Questions
In the triangle $ABC$ below we know the values of $\alpha$, $\beta$ and $\vert BD\vert$ in addition to knowing that AD is the median in the triangle, i.e. $\vert BD\vert = \vert DC\vert$.
Is it possible to analytically determine the other side lengths, i.e. $\vert AB\vert$, $\vert AD \vert$ and $\vert AC \vert$? If no, why not? Is the solution ambiguous?
My Approach
Since none of the triangles have enough information on their own, I have tried to utilize that the triangles $ABD$ and $ADC$ have the same areas to give me some insigts about the relationship between them:
\begin{align*} \frac{1}{2} \vert AB \vert \vert AD\vert \sin(\alpha) = \frac{1}{2} \vert AD \vert \vert AC\vert \sin(\beta) \end{align*} simplifying to \begin{align} \vert AB \vert \sin(\alpha) =\vert AC\vert \sin(\beta) \qquad(1), \end{align} or equivalently $$\frac{\sin(\alpha)}{\sin(\beta)} = \frac{\vert AB\vert}{\vert AC\vert}\qquad (2).$$ This is convenient, since I can compute the ratio on the left hand side.
To gain more information about $\vert AB\vert$ and $\vert AC\vert$, I derive and expression for each of them using the sinus theorem on the triangles ABD and ABC, resulting in the two equations: \begin{align} \vert BD \vert &= \frac{\sin(\alpha)}{\sin(\delta)}\vert AB\vert \\ \vert BD \vert &= \frac{\sin(\beta)}{\sin(\zeta)}\vert AC\vert \end{align} or in combination \begin{align} \frac{\vert AB\vert}{\vert AC \vert} = \frac{\sin(\beta)\sin(\delta)}{\sin(\alpha)\sin(\zeta)}, \end{align} which can be substituted into Eq. (2) resulting in the relation \begin{align} \left(\frac{\sin(\alpha)}{\sin(\beta)} \right)^2=\frac{\sin(\delta)}{\sin(\zeta)}, \end{align} or, when substituting $\delta = \pi - \zeta$ \begin{align} \left(\frac{\sin(\alpha)}{\sin(\beta)} \right)^2=\frac{\sin(\pi - \zeta)}{\sin(\zeta)}.\qquad (3) \end{align} So when I go down this path my question becomes: Can I determine $\zeta$ analytically from Eq. (3)?
(Answer based on @Intelligentipauca's comments)

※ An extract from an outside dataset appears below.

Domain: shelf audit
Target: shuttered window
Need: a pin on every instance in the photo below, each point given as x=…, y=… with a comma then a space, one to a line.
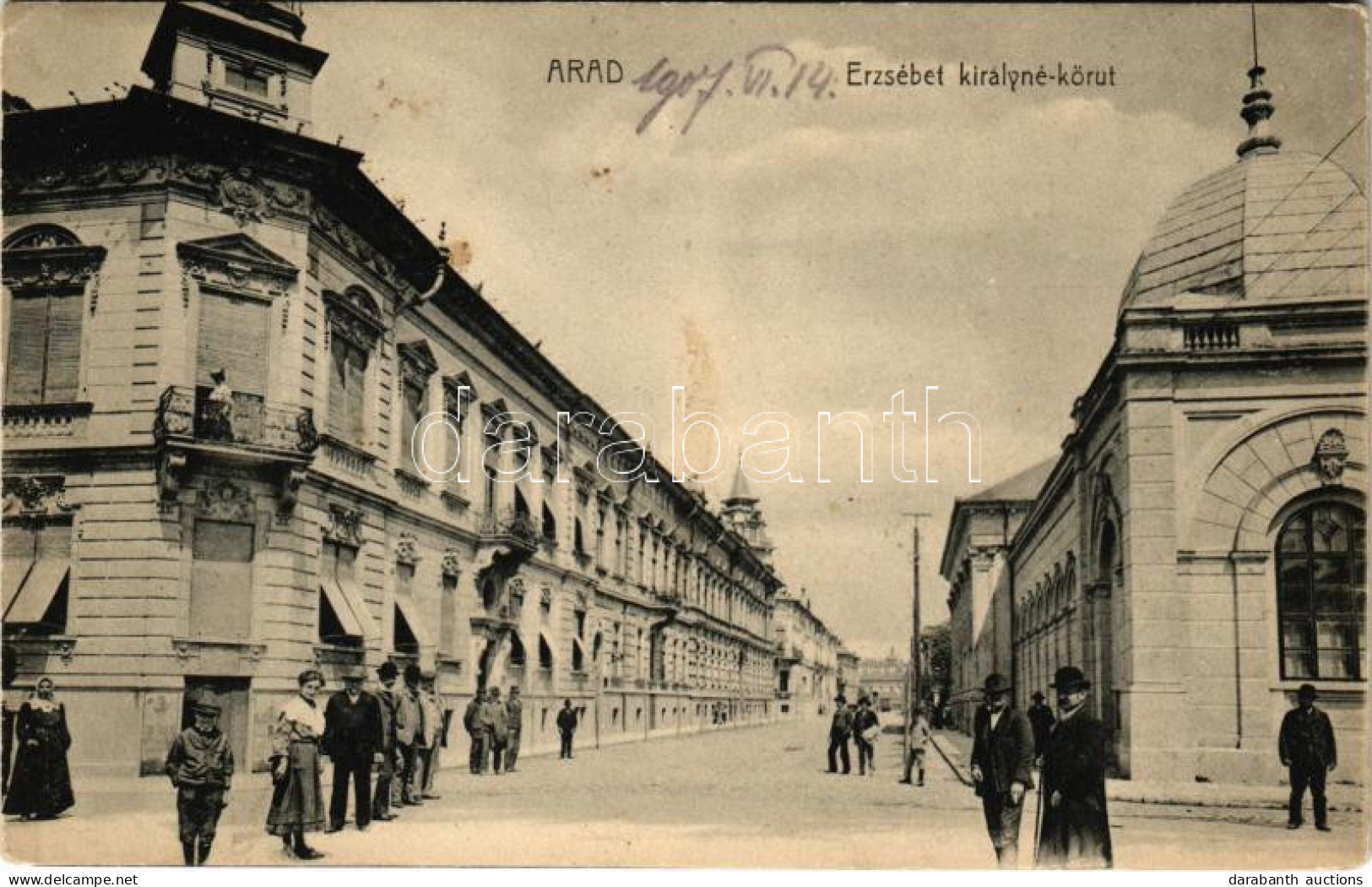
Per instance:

Apply the sine theorem to both triangle ABD and ADC we get the two equations
\begin{align} \frac{\vert AD\vert}{\vert BD\vert} &= \frac{\sin(\gamma)}{\sin(\alpha)} \\ \frac{\vert AD\vert}{\vert DC\vert} &= \frac{\sin(\epsilon)}{\sin(\beta)}. \end{align} Since $\vert BD\vert = \vert DC\vert$ we can combine the two equations to get
\begin{align} \frac{\sin(\beta)}{\sin(\alpha)} = \frac{\sin(\epsilon)}{\sin(\gamma)}. \end{align}
Utilizing the identity $\sin(x)=\sin(\pi-x)$ and that $\epsilon = \pi - \alpha - \beta - \gamma$ we get
\begin{align} \frac{\sin(\beta)}{\sin(\alpha)} = \frac{\sin(\alpha+\beta+\gamma)}{\sin(\gamma)}, \end{align} which has the solution \begin{align} \tan(\gamma) &= \frac{\sin(\alpha)\sin(\alpha+\beta)}{\sin(\beta)-\sin(\alpha)\cos(\alpha+\beta)}. \end{align} Knowing $\gamma$ the remaining values can be calculated using simple trigonometry.